Description
Indian rice pudding delicately flavored with saffron and cardamom.
Ingredients
Units
Scale
- 6 tablespoons white basmati rice, soaked in water to cover for 1 hour
- 4 1/4 cup + 1 tablespoon whole milk
- A pinch of saffron
- 3/4 cup sugar (or less if you like less sweetness)
- 1/2 teaspoon green cardamom powder
- 10–12 shelled and sliced or roughly chopped pistachios for garnish
Instructions
- Drain and grind the rice to a coarse paste in a blender. It’s important to grind the rice very finely, or the pudding won’t properly set. (If you need to add a little water to blend it, go ahead, but only add 1 teaspoon at a time.)
- Meanwhile, in a large pan bring 3 3/4 cup milk to a boil over medium heat. Reserve 1/2 cup + 1 tablespoon milk.
- Mix the rice paste in 1/2 cup cold milk to make a loose slurry, and add to the boiling milk. Stir.
- Reduce the heat to low, and cook, stirring constantly, until the rice is completely cooked, and the pudding is thick and creamy, about 10 to 20 minutes.
- Warm the final tablespoon of milk in a small saucepan, and add a pinch of saffron. Stir the saffron mix into the pudding.

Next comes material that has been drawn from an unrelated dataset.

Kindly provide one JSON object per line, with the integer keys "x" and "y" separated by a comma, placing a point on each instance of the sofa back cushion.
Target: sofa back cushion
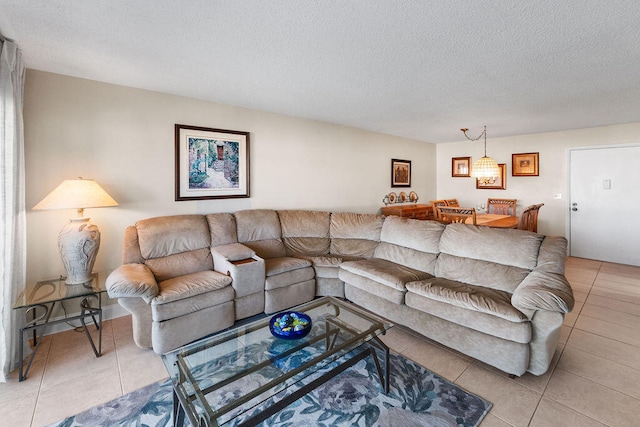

- Add the sugar and cardamom powder, and cook, stirring constantly, until the sugar is completely dissolved, a couple of minutes.
- Pour the pudding into individual serving dishes or one large bowl, and allow it to come to room temperature.
- Chill in the refrigerator to set, and just before serving garnish with pistachios. Alternately, garnish with a few strands of saffron, cardamom seeds, or any nut or dried fruit that you like – almonds, cashews, raisins, etc.. For Valentine’s Day, dried rose petals would be gorgeous!